What we see now in the whole industry are developments where teams try to engineer their game around this problem. Namely using many different small processes, otherwise known as microservices, that can individually scale up and down based on the specific demand of the game world. Sometimes this is also referred to as ‘cloud native’ game servers. This is not necessarily a cost-saving measure. We believe it can potentially greatly improve the player world and create even more immersive experiences by making more things possible for the developers.

When you are no longer limited by a single physical box (a VM, is also in the end, limited by its physical components), the possibilities are endless. Personally, I’m eagerly looking forward to what these initiatives can bring to the gamers. Perhaps it will fail, but maybe it will be such a revolutionary game experience that it will become the new triple A standard.

Let’s look at a real-life example of the vendor-locking I described earlier in this section. Some time ago we met with a developer of a promising Battle royal game, which later turned out to be one of the games that defined the genre. At the time, the game was a sleeping hit, but from the game development perspective the costs were also quickly going up with their cloud solution.

Unfortunately, they were technically lock-in. With the success of the game, which required a lot of attention, they simply could not free up enough resources to break out of their lock-in at that time.

The game turned out to be a monster hit, but with a significant infrastructure cost. After the big rush passed, the game developer did end up making the choice to break free of the technical lock-in and started using other platforms which allowed more freedom.

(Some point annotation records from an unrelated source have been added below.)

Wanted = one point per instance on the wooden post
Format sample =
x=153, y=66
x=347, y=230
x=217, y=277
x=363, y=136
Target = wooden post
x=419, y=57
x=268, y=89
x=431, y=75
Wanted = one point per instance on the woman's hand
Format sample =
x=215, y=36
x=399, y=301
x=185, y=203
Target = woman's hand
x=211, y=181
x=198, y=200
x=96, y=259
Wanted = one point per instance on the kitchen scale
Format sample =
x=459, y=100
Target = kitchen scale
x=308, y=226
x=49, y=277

For this reason, I’d really recommend looking at your options during game development. Once your game is out the door and you become successful, you’re going to want to focus on your player’s demands. However, if you think about the hidden costs of breaking out of a technical lock-in during game development, you can greatly reduce costs over the entire lifecycle of your game.

Main Take-Aways

While developing your game, you should seriously consider what type of server authority you want for your game. For most live-games, I would not recommend a simple peer-to-peer model since it can heavily affect the player experience and potential income of your game.